NVH Validation of a Dual Clutch Transmission for Clonk
Examensarbete för masterexamen
Sound and vibration (MPSOV), MSc
A transmission housing is built like a big "bell" that is made to keep shafts and gears in place and keep them lubricated under operating loads. Being a big aluminum chunk with thin walls could attain some interesting sound and vibration properties. To reduce tonal noise and vibrations generated under operating loads is high priority for today’s automotive manufacturers. The cars that use combustion engine usually mask most of the transmission noise, and the driver is not particularly affected. However, the electric engines are very silent which results in the driver mostly hearing different transmission noises like gear whine, rattling, clonk, shifting noise and bearing noise. This thesis is aimed to investigate sound and vibration properties of clonk in a dual clutch transmission. To simplify the complex clonk phenomena that happens in an actual DCT, a simplified impulse force is used as an input force to evaluate vibration and sound properties. Using five different simulation methods with four different software, the DCT finite element model is analyzed to calculate sound and vibrations generated from the impulse load.

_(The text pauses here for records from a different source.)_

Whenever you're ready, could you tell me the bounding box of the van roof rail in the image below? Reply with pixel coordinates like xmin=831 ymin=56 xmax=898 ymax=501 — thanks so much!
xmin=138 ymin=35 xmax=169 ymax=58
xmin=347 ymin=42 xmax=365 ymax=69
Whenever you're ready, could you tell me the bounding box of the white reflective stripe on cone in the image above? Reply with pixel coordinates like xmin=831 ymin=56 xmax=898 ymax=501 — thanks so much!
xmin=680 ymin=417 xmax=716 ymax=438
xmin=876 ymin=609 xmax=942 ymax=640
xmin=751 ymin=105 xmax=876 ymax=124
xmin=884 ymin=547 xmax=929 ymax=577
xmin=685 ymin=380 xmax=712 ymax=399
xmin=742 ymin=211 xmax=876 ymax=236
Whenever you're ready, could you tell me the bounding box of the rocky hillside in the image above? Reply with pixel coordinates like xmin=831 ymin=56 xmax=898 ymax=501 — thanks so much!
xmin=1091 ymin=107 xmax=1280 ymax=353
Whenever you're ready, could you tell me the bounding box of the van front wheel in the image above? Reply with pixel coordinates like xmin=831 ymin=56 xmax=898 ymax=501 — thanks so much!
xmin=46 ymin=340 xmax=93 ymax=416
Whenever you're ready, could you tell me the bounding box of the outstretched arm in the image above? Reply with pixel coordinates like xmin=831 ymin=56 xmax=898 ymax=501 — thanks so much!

The objective of simulation is to get a good understanding of the transmission NVH behaviour under transient loads within operating frequency range so that countermeasures can be applied to reduce or dampen the resonance peaks. Measurements in the form of impact measurements have been performed in the anechoic chamber at the Applied Acoustics division of Chalmers University of Technology. The test setup contains impact measurement equipment with two accelerometers and two microphones. The measurement data acquired from the equipment has been used to validate and correlate with the simulation results, so that simulation methods are validated for sound and vibration properties. In conclusion, the simulation results differ in the high frequency range while keeping close correlation in the lower frequencies (around 1 kHz), this can be the consequence of the hammer impact force and location of excitation in the measurement is not possible to excite all high frequencies, thus, the data used to compare at the high frequency range are insuffcient. For future work, the validated FE models can be used for locating the most radiated surfaces on the transmission under operating loads, and the transmission housing can be improved by making the radiated surface stiffer or make use of damping layers.